Steppan, Martin; Zimmermann, Ronan; Fürer, Lukas; Southward, Matthew; Koenig, Julian; Kaess, Michael; Kleinbub, Johann Roland; Roth, Volker; Schmeck, Klaus.
Afiliação
  • Steppan M; Faculty of Psychology, University of Basel, Basel, Switzerland.
  • Zimmermann R; Psychiatric University Hospital, Basel, Switzerland.
  • Fürer L; Faculty of Psychology, University of Basel, Basel, Switzerland.
  • Southward M; Psychiatric University Hospital, Basel, Switzerland.
  • Koenig J; Psychiatric University Hospital, Basel, Switzerland.
  • Kaess M; Department of Psychology, University of Kentucky, Lexington, Kentucky, USA.
  • Kleinbub JR; University Hospital of Child and Adolescent Psychiatry and Psychotherapy, University of Bern, Bern, Switzerland.
  • Roth V; Section for Experimental Child and Adolescent Psychiatry, Department of Child and Adolescent Psychiatry, Centre for Psychosocial Medicine, University of Heidelberg, Heidelberg, Germany.
  • Schmeck K; University Hospital of Child and Adolescent Psychiatry and Psychotherapy, University of Bern, Bern, Switzerland.
Psychopathology ; : 1-10, 2023 Nov 27.
Article em En | MEDLINE | ID: mdl-38011846
ABSTRACT

BACKGROUND:

New advances in the field of machine learning make it possible to track facial emotional expression with high resolution, including micro-expressions.
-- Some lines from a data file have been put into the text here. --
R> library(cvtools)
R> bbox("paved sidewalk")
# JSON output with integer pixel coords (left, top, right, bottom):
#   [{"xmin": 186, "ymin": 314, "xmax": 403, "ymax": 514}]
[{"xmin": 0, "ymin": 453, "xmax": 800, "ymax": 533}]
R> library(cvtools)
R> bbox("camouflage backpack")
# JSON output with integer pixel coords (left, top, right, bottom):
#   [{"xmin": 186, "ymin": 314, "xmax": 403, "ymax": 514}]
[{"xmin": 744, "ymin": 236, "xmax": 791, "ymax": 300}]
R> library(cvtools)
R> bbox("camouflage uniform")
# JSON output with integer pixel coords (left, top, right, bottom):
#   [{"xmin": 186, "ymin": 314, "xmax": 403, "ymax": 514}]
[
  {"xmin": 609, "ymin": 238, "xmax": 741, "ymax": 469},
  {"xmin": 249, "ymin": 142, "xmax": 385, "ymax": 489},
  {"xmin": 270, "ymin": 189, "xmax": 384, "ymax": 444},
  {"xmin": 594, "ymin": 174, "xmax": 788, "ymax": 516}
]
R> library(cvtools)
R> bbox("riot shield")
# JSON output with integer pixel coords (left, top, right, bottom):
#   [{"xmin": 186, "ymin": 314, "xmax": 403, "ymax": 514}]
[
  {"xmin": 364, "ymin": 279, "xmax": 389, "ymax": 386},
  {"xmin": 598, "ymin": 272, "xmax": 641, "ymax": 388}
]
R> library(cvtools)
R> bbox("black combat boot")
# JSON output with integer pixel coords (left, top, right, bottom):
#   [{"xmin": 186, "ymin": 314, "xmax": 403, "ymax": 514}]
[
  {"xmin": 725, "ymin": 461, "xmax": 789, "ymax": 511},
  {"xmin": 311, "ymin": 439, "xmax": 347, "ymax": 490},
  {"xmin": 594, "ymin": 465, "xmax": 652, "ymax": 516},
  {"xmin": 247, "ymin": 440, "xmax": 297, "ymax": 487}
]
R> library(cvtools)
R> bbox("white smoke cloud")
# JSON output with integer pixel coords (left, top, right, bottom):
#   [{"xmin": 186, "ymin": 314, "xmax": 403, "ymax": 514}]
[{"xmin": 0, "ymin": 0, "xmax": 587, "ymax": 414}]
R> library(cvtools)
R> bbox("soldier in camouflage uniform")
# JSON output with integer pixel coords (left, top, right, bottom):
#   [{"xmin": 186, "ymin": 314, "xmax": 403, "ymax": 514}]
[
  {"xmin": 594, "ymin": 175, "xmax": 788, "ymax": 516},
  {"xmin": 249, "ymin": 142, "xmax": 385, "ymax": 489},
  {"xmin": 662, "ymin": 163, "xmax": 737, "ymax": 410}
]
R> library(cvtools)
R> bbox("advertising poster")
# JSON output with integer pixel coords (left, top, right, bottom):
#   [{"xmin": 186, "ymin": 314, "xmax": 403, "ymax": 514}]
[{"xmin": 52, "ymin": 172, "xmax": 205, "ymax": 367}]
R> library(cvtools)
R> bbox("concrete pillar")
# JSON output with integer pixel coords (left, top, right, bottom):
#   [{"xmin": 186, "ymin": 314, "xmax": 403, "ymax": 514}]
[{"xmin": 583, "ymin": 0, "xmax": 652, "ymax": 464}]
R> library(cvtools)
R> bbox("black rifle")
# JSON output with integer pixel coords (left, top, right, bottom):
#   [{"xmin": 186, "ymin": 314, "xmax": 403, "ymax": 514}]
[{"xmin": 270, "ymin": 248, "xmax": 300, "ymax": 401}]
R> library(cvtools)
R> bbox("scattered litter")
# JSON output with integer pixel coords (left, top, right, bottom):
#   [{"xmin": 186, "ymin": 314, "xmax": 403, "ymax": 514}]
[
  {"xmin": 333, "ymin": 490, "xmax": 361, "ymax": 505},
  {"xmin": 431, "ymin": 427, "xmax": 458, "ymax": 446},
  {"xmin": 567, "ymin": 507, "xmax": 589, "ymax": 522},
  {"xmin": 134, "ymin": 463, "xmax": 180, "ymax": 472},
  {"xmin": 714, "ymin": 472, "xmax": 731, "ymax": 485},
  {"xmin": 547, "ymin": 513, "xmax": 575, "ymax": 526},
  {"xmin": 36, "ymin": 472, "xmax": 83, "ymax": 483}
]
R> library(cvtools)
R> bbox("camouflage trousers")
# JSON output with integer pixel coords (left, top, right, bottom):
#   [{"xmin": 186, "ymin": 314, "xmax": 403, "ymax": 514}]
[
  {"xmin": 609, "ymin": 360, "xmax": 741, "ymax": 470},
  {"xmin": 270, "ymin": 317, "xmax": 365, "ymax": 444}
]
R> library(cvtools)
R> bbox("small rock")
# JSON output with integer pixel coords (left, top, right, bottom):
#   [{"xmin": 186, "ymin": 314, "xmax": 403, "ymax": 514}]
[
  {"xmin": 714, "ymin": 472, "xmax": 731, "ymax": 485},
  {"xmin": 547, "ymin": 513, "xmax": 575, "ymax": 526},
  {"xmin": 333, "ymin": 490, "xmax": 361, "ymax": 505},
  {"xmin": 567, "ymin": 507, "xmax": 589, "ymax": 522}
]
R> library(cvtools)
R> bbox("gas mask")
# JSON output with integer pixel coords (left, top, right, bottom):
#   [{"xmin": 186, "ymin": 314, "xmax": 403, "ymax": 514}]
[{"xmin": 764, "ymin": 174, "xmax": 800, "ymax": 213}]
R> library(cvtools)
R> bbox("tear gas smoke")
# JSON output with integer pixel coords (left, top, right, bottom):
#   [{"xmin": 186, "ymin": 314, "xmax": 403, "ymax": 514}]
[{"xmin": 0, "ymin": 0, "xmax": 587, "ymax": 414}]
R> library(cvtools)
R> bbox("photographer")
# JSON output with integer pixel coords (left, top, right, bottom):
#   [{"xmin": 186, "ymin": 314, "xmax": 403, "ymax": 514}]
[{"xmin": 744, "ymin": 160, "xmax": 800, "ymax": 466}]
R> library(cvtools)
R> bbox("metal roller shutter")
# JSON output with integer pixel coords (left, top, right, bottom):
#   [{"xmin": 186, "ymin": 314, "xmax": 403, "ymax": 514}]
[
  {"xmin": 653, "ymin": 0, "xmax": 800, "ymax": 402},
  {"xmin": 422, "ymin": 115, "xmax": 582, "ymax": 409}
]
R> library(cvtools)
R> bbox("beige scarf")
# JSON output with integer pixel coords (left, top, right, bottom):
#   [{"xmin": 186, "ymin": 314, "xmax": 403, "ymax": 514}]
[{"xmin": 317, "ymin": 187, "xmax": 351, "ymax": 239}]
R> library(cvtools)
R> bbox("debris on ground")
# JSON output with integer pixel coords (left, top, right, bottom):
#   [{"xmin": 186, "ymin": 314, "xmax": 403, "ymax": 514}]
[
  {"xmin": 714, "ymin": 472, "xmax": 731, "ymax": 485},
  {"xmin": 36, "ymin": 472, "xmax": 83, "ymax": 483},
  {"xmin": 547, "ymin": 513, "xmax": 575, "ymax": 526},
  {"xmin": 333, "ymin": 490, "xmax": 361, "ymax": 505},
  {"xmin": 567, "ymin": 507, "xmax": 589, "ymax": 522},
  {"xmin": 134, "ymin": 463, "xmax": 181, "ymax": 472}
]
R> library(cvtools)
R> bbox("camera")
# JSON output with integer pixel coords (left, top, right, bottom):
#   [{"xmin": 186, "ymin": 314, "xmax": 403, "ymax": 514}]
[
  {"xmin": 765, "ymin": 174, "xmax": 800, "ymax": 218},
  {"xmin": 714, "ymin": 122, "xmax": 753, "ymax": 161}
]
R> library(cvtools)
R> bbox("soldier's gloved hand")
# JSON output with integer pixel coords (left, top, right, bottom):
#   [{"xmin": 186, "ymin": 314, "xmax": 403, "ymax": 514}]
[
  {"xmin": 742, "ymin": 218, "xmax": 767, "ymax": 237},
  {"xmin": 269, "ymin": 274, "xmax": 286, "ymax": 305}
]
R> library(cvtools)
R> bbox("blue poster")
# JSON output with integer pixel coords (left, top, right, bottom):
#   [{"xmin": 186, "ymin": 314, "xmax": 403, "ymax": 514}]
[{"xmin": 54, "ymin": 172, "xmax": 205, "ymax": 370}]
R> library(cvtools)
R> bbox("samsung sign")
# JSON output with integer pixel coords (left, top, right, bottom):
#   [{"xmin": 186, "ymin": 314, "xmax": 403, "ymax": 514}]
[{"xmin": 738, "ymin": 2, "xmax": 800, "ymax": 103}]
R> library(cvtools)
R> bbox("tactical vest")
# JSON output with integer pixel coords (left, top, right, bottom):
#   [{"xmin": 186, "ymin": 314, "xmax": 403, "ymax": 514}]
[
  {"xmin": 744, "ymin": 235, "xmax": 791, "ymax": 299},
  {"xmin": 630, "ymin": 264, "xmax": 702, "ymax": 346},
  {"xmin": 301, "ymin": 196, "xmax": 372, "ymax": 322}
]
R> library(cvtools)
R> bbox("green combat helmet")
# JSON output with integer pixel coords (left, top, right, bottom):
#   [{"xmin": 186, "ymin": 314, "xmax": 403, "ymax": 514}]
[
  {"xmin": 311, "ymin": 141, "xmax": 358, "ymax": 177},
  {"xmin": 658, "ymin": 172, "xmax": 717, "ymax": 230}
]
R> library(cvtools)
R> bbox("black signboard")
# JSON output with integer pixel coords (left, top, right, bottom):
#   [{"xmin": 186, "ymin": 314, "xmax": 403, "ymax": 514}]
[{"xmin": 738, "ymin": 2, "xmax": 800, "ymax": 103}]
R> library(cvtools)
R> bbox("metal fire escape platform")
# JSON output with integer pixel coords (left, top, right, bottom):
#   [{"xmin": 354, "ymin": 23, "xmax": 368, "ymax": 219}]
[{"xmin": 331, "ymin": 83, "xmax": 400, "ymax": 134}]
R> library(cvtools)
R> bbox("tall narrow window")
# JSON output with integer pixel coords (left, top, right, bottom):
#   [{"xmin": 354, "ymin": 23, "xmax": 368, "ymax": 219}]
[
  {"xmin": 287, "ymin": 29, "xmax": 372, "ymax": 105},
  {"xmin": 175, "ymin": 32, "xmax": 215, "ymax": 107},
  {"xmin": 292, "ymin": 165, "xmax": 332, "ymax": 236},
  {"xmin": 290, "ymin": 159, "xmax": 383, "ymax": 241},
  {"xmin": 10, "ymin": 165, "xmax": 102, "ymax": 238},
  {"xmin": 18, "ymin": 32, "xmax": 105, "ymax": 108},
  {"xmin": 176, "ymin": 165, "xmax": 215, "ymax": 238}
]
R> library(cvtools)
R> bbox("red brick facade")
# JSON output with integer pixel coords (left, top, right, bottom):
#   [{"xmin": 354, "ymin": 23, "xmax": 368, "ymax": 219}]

These advances have promising applications for psychotherapy research, since manual coding (e.g., the Facial Action Coding System), is time-consuming.

PURPOSE:

We tested whether this technology can reliably identify in-session emotional expression in a naturalistic treatment setting, and how these measures relate to the outcome of psychotherapy.

METHOD:

We applied a machine learning emotion classifier to video material from 389 psychotherapy sessions of 23 patients with borderline personality pathology. We validated the findings with human ratings according to the Clients Emotional Arousal Scale (CEAS) and explored associations with treatment outcomes.

RESULTS:

Overall, machine learning ratings showed significant agreement with human ratings. Machine learning emotion classifiers, particularly the display of positive emotions (smiling and happiness), showed medium effect size on median-split treatment outcome (d = 0.3) as well as continuous improvement (r = 0.49, p < 0.05). Patients who dropped out form psychotherapy, showed significantly more neutral expressions, and generally less social smiling, particularly at the beginning of psychotherapeutic sessions.

CONCLUSIONS:

Machine learning classifiers are a highly promising resource for research in psychotherapy. The results highlight differential associations of displayed positive and negative feelings with treatment outcomes. Machine learning emotion recognition may be used for the early identification of drop-out risks and clinically relevant interactions in psychotherapy.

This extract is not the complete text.